But one thing she’s grown tired of lately is the noise from airplanes she and others say are flying way too low.

“Over the past two years, we’ve noticed a significant change in the air traffic going right over our homes.”

While it’s not uncommon for anyone who lives in the GTA to see planes flying in the skies above, River Oaks residents say the aircrafts over their homes are too close for comfort.

“So low, you can actually see the cargo bays,” Guger said.

“I joke and say I can actually tickle their bellies,” added neighbour Enzo Zeppieri, who has lived in the neighbourhood for 14 years and says the past few months have been very disruptive.

He says the low-flying planes are loud, even in the overnight hours.

“There’s been a couple of times in the evening where I feel like it’s going to land in my bedroom.”

Over 15 flights seen in a few hours

Nearly 240 residents have signed a petition calling for changes. Petition organizers point to online flight data which they say proves Toronto Pearson International Airport has increased aircraft traffic over several neighbourhoods, not just in Oakville.

Speakers Corner was in the neighbourhood for four hours during which time we counted at least 20 flights crossing over these homes.

“We would understand if we lived close to Pearson, but we don’t,” Zeppieri said. “We’re about a 20-minute drive from the airport. I don’t get it. If they can simply change their path so they’re not above a suburban area, that’s preferable.”

Similar complaints in Oakville have been raised on and off since 2012, when NAVCAN, a private, not-for-profit agency that manages airspace, allowed more flights to cross over the municipality in an attempt to increase traffic flow.

But residents say they’ve noticed a drastic increase in flights over the past two years.

“Something changed, we don’t know what, but a lot of us are really upset by what’s happening,” Zeppieri said.

However, according to Pearson staff, nothing has changed.

“There have been no recent flight path changes that would impact Oakville,” said spokesperson Sean Davidson, who admitted nighttime traffic, which the airport tries to keep at a minimum, has increased due to ongoing maintenance on one of their runways forcing flights to change direction and fly over Oakville.

“This would have impacted the Oakville area,” Davidson said. “The work on this runway is scheduled to be completed this week and will be open again to operations during the nighttime hours.”

Pearson staff take noise complaints seriously

Davidson says he checked tracking data and planes are not flying any lower than they’re allowed to by law.

Neighbours remain skeptical.

“We’re living through this. These planes are low and loud,” Zeppieri said.

Davidson says the airport takes noise complaints seriously and staff have met with residents in Oakville to try to address concerns. The last meeting took place in September, but residents who attended say it did little to change things.

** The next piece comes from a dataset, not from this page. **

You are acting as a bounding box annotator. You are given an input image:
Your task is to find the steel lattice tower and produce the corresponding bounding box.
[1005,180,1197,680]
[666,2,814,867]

“Any discussion about noise complaints has to be weighed against other impacts, including the economic impact this airport generates. It’s key to remember that over 50,000 people work at Toronto Pearson, and we contribute $42 billion annually (or six per cent) to Ontario’s GDP,” Davidson said.

Oakville residents say they understand that point but are calling for some type of compromise.

“We understand that aircraft need to fly over certain neighbourhoods as it’s a way of life in the GTA,” the joint petition reads. “What we are against, however, are changes like this that put a far greater amount of noise overhead without properly consulting those that may be affected.”

Residents are now calling on elected officials and NAVCAN to make changes.

“I’m hopeful that perhaps there’ll be a switch in the flight patterns or the way that they’re routing them now,” Zeppieri said.